Introduction
Interstitial lung diseases in the pediatric population are currently
characterized using a contemporary combined clinical and pathological
approach as proposed by Kurland et al, from the ChILD consortium. (1).
Childhood interstitial lung diseases (chILD) are now recognised as
distinct entities, owing to newly appreciated pathogeneses unique to the
pediatric age group, particularly evident in younger children. Advances
in the radiological, pathological and genetic bases in recent years have
prompted distinction of specialized subgroups of diffuse lung diseases
that present during infancy.
At the authors’ institution, we have recently noted a radiographic
pattern on computerised tomography (CT) of the chest, characterized by a
rim of small 1-4 mm subpleural cysts at the periphery of the lungs.
(images 1,2). The cysts are frequently but not exclusively symmetric and
diffuse. The most frequently described diagnostic entity associated with
these small air-filled cysts is Trisomy 21. (2, 3, 4, 5, 6, 7).

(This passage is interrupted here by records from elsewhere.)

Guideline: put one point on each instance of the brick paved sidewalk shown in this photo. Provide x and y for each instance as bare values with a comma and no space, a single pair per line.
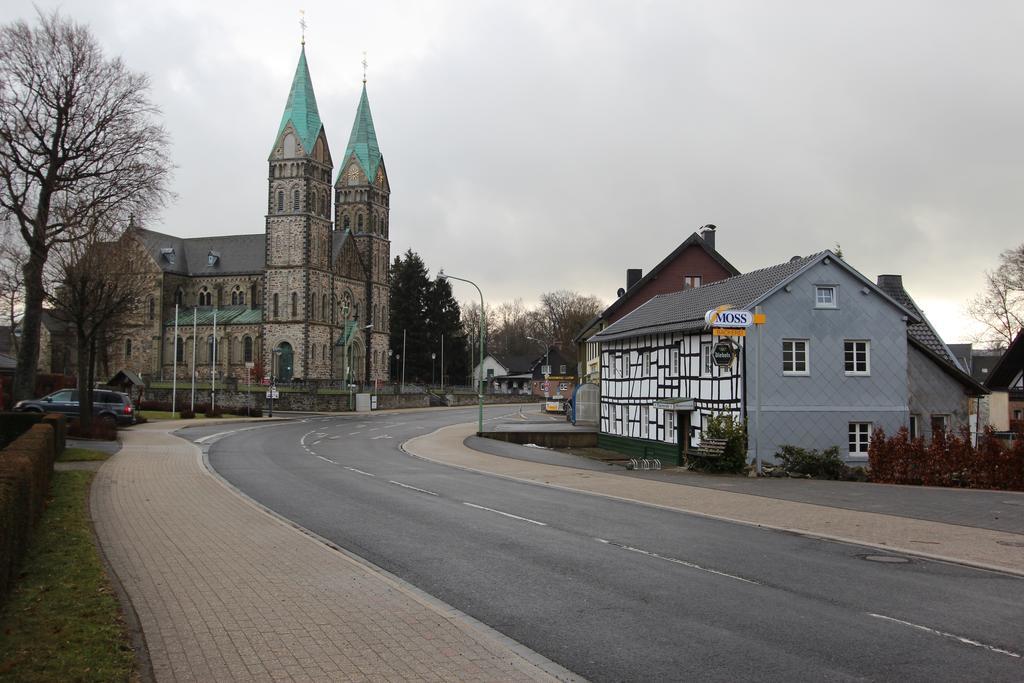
225,591
997,550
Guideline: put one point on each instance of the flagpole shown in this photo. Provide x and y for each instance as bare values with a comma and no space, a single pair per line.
174,377
195,344
213,366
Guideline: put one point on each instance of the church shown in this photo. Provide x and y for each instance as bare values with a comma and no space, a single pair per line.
306,299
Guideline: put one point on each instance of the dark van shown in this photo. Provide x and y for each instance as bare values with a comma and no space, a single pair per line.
113,407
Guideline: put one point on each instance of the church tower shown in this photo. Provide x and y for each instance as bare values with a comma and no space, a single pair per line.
361,208
298,284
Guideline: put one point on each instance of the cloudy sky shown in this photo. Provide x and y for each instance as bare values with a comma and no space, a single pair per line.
538,145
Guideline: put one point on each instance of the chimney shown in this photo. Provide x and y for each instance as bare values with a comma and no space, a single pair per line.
708,235
891,282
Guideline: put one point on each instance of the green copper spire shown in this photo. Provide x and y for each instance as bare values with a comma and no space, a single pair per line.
301,108
363,141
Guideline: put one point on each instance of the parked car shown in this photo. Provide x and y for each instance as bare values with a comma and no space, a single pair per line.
113,407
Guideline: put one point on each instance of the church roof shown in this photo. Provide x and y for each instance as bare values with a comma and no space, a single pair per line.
301,108
363,140
235,254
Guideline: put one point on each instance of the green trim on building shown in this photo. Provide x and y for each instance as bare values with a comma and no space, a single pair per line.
638,447
363,140
301,108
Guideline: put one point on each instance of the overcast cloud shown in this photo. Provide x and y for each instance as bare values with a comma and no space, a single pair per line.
540,145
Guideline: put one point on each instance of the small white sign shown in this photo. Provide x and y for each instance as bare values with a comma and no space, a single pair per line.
729,318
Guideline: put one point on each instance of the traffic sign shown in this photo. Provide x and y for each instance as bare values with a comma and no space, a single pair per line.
723,353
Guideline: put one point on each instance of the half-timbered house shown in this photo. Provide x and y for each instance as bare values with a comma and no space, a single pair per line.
834,364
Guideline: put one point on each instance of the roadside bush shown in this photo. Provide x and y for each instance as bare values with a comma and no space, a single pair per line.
26,466
949,460
818,464
13,425
734,457
100,429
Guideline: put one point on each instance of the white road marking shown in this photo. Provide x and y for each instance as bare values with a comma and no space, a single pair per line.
360,471
212,436
406,485
677,561
966,641
507,514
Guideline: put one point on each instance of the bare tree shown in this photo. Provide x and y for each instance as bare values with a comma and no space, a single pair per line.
79,151
96,287
11,283
1000,306
563,313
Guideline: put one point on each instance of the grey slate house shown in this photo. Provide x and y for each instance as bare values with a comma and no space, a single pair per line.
835,364
942,393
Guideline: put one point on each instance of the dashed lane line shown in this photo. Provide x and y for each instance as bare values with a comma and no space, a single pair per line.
506,514
935,632
676,560
352,469
406,485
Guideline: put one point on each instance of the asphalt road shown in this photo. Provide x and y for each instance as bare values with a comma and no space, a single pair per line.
617,591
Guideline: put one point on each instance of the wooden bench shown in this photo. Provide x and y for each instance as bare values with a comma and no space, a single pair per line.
710,447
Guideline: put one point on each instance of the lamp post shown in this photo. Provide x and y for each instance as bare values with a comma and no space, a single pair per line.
479,395
273,382
547,363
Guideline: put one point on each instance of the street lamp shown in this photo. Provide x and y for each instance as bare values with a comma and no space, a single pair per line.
273,385
547,363
479,395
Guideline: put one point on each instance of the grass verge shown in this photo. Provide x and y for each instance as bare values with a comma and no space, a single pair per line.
62,622
79,455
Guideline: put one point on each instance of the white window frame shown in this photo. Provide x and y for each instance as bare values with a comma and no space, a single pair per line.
707,363
867,357
807,357
858,438
819,289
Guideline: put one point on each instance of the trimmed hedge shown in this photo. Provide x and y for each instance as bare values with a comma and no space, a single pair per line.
13,425
949,460
26,467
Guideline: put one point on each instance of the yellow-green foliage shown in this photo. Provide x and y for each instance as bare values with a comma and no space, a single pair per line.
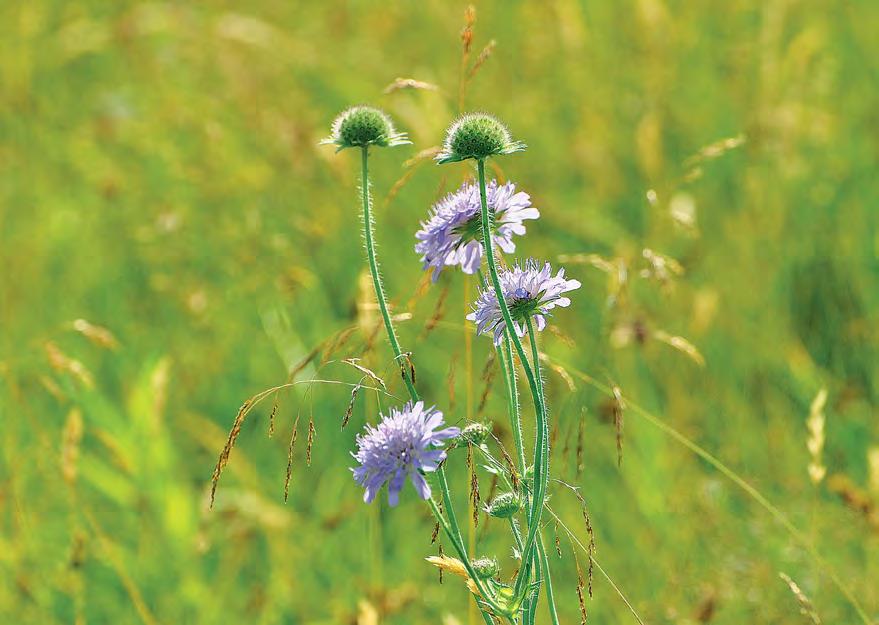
173,241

Pathological specimens in children with Trisomy 21 have demonstrated
cystic dilatations of the subpleural alveoli that communicate with
dilated alveolar ducts. (2,7). There are only occasional case reports
describing their occurrence in other genetic abnormalities, including
Trisomies 10 and 18, and Filamen A mutation (3,8,9, 10)
We have seen this CT pattern of subpleural cysts in children without
Trisomy 21. These are either primary (without any major lung
abnormality) or in association with a co-existing cardiovascular
abnormality. Through this retrospective analysis, we present a wider
population manifesting subpleural cysts. We propose that these
subpleural cysts are associated with pulmonary histological dysmaturity
or immaturity, similar to that
proposed in children with Down’s syndrome (2). Though rare, there is
currently limited literature regarding their further clinical
associations and their evolution over time.